No. Against the rules.
@EchoReaper That actually sounds like fair use, since it’s a nod/acknowledgement to the game itself rather than a blatant theft. Additionally, it’s an insignificant component of the original game, which is also in your favor. If you were ripping entire segments of conversation, then that would be copyright infringement.
It’s sort of a gray area. The developers still own the full rights to the IP and they can take it down as they please. I’ve seen Nintendo take down mods for Super Mario 64 even if the mods aren’t making any profits. It ultimately just comes down to whether or not they want to.

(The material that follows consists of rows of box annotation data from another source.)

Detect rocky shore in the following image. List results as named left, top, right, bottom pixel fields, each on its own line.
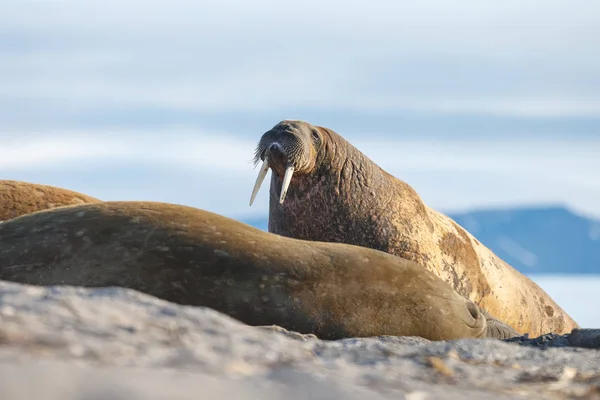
left=0, top=282, right=600, bottom=400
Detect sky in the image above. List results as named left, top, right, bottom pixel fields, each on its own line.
left=0, top=0, right=600, bottom=218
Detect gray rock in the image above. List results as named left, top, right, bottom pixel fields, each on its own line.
left=0, top=282, right=600, bottom=400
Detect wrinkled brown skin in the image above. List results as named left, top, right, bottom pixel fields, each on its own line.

It is somewhat of a grey area, and developers can definitely choose to take it to court, but according to this court decision (see the bottom of page 15 and top of page 16, or see picture below) a large portion of a fair use decision comes down to how much of the original work is used, as well as if it can act as a market substitute.
“[Fair use is] the doctrine that brief excerpts of copyright material may, under certain circumstances, be quoted verbatim for purposes such as criticism, news reporting, teaching, and research, without the need for permission from or payment to the copyright holder.”
Using ripped assets from another game in your own published game would not be covered by fair use.
The problem with dawgra’s example is that the audio is the cry was ripped from a TV stream / DVD / pirated video file. If it was created by someone else re-enacting the sound or recreated from scratch, then fair use might apply, but fair use isn’t applicable if content is already illegal. See this article for more information.
I’m confused. Does this mean I can’t create anime based games anymore? Such as Bleach, One Piece, Naruto, etc?
Any unoriginal content (such as the names themselves) could cause you trouble.